Cette stratégie avait parfois et chez certains du succès. Ce qui finalement mit en échec ces plans de la sureté de l'Etat, c'est essentiellement un travail de solidarité, qui ne partait justement pas des "informations" et des horribles constructions de la presse, acceptées souvent par l'extrême-gauche, selon lesquelles moi par exemple j'aurais été menacé par des clandestins. Des histoires horribles comme celles-là sont naturellement utiles pour faire que des gens se dissocient.
Non, ce qui a été utile c'est une solidarité, qui partait aussi de ce que l'on connaissait de moi et ne dépendait pas des bruits et des informations dans la presse, une solidarité qui, aussi, n'a jamais abandonné.
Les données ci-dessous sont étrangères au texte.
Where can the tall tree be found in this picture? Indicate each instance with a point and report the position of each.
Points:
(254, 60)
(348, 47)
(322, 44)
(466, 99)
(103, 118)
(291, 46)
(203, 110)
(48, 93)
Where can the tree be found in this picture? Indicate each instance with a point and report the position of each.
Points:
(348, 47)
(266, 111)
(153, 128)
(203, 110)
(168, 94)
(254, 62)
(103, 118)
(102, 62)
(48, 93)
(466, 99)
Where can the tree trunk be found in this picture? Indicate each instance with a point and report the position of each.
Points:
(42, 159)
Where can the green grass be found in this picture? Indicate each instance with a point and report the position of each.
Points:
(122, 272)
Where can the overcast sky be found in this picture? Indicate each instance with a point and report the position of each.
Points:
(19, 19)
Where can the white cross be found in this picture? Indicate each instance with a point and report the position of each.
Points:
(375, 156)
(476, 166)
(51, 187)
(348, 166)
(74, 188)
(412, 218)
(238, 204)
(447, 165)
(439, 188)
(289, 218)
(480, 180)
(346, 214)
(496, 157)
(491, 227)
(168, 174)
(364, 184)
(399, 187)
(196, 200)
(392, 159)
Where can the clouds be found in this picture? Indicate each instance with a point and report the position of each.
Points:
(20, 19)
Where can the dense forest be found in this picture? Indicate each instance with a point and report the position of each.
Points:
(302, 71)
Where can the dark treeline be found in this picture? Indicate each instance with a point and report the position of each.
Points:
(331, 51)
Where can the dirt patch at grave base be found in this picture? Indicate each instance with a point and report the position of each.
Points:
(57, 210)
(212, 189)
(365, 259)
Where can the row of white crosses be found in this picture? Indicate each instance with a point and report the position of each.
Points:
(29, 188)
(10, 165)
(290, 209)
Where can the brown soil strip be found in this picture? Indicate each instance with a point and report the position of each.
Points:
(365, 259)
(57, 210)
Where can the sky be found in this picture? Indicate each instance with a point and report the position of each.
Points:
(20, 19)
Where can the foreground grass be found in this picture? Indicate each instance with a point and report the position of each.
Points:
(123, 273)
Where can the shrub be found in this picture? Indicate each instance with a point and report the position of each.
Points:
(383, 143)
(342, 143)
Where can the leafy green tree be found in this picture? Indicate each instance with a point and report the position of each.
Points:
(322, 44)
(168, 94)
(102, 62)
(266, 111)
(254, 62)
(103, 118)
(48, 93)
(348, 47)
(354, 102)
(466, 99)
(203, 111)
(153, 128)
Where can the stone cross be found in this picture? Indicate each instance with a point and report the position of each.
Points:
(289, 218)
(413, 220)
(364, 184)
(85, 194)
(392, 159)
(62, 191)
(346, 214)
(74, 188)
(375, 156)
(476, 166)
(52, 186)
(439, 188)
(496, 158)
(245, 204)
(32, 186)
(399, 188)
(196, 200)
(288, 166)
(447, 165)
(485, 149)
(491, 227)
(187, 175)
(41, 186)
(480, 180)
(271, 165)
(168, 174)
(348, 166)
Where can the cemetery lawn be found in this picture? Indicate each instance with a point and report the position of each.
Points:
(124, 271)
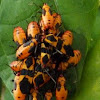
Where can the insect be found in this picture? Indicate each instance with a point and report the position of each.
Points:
(24, 75)
(73, 61)
(56, 24)
(19, 36)
(61, 46)
(40, 79)
(16, 66)
(45, 55)
(61, 91)
(47, 18)
(25, 67)
(33, 30)
(48, 95)
(26, 49)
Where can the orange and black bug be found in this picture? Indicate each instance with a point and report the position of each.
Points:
(56, 24)
(24, 76)
(68, 37)
(48, 95)
(61, 91)
(47, 18)
(35, 95)
(26, 49)
(61, 46)
(33, 30)
(19, 36)
(45, 55)
(24, 67)
(73, 61)
(16, 65)
(18, 91)
(40, 79)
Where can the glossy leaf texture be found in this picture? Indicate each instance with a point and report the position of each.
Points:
(77, 15)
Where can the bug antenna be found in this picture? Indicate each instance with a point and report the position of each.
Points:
(7, 65)
(37, 5)
(27, 22)
(42, 1)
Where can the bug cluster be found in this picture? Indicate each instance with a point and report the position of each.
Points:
(43, 54)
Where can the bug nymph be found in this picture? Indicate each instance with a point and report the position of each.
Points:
(19, 36)
(47, 18)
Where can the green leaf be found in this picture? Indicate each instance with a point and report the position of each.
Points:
(90, 83)
(96, 31)
(77, 16)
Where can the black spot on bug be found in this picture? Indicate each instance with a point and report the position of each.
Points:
(44, 12)
(69, 50)
(45, 59)
(17, 43)
(29, 62)
(31, 49)
(27, 43)
(59, 44)
(51, 38)
(39, 80)
(25, 86)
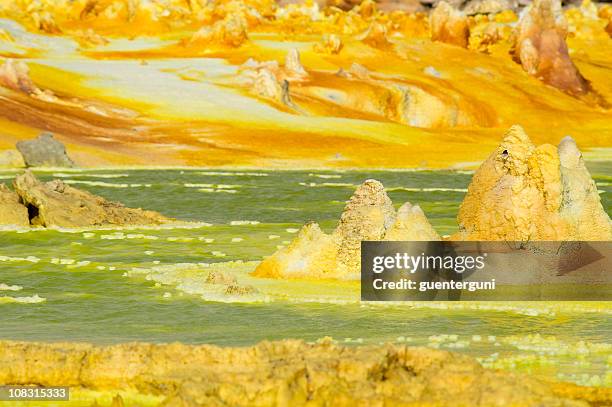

A partir d'un certain moment je l'ai perçue, malgré mon isolement, cela m'a aidé ensuite pour reconstruire mon identité et le sentiment de pouvoir encore être quelque part un sujet. Un processus, qui malgré les grilles dressées par la sureté de l'Etat s'est développé et sans lequel il ne serait resté qu'une absolue tristesse dans un monde qui est contraire à tous mes souhaits et buts et que je combats au plus haut point
Mais, cela a a été suffisant à la fin de l'année dernière pour que je sorte enfin de cette détention policière, je suis de nouveau parmi des amis et je peux faire et apprendre des choses. Je reconnais certes quelques limites à mes possibilités mais cela ne me réconcilie avec rien. Je peux maintenant m'occuper d'exploiter des possibilités de mouvements, de m'approprier des capacités et connaissances pour m'orienter dans un environnement nouveau mais que je peux apprendre à appréhender. Il y a des possibilités pour moi de vivre.
Sur le plan juridique, une procédure est en cours. Mais je ne vais pas me couler dans un moule de la sureté de l'Etat comme cela avait été certainement planifié."
(Cliquer sur le document pour lire)
Un témoignage exemplaire
linter le 28.10.2012
Le texte dont est extrait ce passage est en cours de traduction. Il sera disponible alors sur linter (et sera disponible aussi comme tout ce qui concerne le procès de C. Gauger et S. Suder sur le site stopextraditions). Un premier extrait a déjà été publié sur le blog: Pour C. Gauger et S. Suder "Un homme grièvement blessé, quatre mois et demi dans les mains de la sûreté de l'Etat ouest-allemande". Document de l'époque concernant Hermann Feiling.
Ce document nous a été adressé par des camarades allemands. Il est l'un des rares à être disponible sur le net. Surtout il représente une analyse, à l'époque, de ce que venait de vivre Hermann Feiling par lui-même.
Nous publions plus rapidement cet extrait-ci dans la mesure où il reproduit la parole de Hermann Feiling, dès qu'il a pu sortir des quatre mois et demi où il a été retenu et interrogé, alors qu'il était grièvement blessé, et sans fondement légal, par la police et les services du procureur. Il permet de saisir son attitude à l'époque, mais aussi celle d'aujourd'hui, et certainement celle de sa compagne.
Le texte montre ce que Hermann Feiling a été capable de reconstruire, grâce à lui-même et à ceux qui l'entourèrent, au-delà du drame personnel atroce qu'il vivait du fait de l'accident et dépassant ce qu'il venait de vivre du fait de la police et des services du procureur.
S'il a pu se reconstituer, se retrouver lui-même dans son identité, c'est par la compréhension exacte de ce qui s'était passé à l'hôpital et dans les locaux de la police, par lui-même et par ceux qui lui témoignèrent leur solidarité. Ce texte témoigne d'une intelligence politique et personnelle de Hermann Feiling et de ceux dont l'Etat voulait le désolidariser. Intelligence politique et personnelle qui lui permet et permet à tous ceux qui l'ont cotoyé de pouvoir en toute cohérence résister à l'extrême violence de ce qu'il ont vécu et vivent aujourd'hui.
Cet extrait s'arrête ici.